7 Treatment and Diagnostic Outlook

Preparations for specific immunotherapy are currently available for storage mite allergy only in Germany. Studies on subcutaneous and sublingual immunotherapy of cockroach allergy are currently underway in the USA (Wood et al. 2014), and the results are promising.

Given that a variety of arthropod allergens (e.g., cockroach, tick, and storage mite) are already well characterized and for the most part available as recombinant molecules, the way has been paved for the development of IgE-based diagnostic tests using individual allergen components.

Conclusions

Although not well standardized, the available extracts permit IgE-based diagnosis of allergies to cockroaches, storage mites, and storage pests.
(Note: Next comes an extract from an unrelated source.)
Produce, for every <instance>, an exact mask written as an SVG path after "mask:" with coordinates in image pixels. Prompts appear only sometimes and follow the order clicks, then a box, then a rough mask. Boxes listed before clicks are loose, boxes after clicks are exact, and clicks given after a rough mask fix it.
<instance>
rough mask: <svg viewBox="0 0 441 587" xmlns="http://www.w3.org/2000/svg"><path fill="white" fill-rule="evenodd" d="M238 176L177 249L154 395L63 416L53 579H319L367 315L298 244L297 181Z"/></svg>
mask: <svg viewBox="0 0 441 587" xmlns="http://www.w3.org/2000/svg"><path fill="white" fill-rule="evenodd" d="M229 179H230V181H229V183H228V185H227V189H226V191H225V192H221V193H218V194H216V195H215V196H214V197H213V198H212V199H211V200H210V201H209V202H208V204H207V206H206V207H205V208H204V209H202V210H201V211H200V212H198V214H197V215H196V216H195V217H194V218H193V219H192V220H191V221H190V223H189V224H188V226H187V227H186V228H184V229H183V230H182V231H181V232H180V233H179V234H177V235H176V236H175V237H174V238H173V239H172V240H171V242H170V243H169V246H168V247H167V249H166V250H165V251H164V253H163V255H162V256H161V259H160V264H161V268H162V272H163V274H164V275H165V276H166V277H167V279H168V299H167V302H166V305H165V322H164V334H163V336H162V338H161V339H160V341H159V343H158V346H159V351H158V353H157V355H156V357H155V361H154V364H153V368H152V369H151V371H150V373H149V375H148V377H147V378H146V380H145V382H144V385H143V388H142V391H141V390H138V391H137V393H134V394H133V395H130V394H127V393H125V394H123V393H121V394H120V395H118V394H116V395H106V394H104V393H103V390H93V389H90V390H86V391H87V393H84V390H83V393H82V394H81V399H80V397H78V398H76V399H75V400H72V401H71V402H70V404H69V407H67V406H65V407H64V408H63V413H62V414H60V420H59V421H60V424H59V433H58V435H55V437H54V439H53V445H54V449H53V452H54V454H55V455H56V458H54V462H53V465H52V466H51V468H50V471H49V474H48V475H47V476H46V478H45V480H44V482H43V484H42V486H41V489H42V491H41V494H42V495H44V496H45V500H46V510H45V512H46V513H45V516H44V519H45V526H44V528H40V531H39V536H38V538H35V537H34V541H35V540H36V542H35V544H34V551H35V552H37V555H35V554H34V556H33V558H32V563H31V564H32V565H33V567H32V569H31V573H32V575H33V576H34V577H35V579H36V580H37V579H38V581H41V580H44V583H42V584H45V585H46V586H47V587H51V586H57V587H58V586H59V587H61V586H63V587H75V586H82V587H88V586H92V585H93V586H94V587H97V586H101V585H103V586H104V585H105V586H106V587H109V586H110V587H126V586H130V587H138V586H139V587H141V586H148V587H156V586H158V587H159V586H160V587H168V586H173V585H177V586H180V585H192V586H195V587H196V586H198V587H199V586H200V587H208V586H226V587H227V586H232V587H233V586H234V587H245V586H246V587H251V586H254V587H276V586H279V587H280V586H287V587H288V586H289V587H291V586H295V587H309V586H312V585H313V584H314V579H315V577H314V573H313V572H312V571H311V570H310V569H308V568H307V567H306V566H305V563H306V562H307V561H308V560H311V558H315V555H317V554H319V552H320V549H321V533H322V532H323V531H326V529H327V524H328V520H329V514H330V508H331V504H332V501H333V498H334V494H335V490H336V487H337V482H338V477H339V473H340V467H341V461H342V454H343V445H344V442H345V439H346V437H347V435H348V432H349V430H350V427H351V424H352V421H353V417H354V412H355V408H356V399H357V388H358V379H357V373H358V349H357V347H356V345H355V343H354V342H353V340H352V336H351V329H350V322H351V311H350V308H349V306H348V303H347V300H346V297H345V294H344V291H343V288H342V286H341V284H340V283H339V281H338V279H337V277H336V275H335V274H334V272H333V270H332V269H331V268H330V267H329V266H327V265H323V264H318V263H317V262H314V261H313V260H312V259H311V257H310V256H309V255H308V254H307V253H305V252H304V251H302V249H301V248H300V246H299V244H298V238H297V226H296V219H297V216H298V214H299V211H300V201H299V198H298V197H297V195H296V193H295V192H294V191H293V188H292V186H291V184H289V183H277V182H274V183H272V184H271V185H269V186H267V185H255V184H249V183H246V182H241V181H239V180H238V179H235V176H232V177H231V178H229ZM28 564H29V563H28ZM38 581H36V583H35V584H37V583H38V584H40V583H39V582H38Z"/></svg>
A future broadening of IgE-based diagnostics with individual allergens would be beneficial.

An important goal for further developments in molecular testing systems should be the use of marker allergens for the unequivocal detection of sensitization and differentiation from cross-reactions. Marker allergens for tick sensitization, such as Arg r 1 from the pigeon tick, could be used to exclude pigeon tick allergy in cases of unexplained anaphylaxis.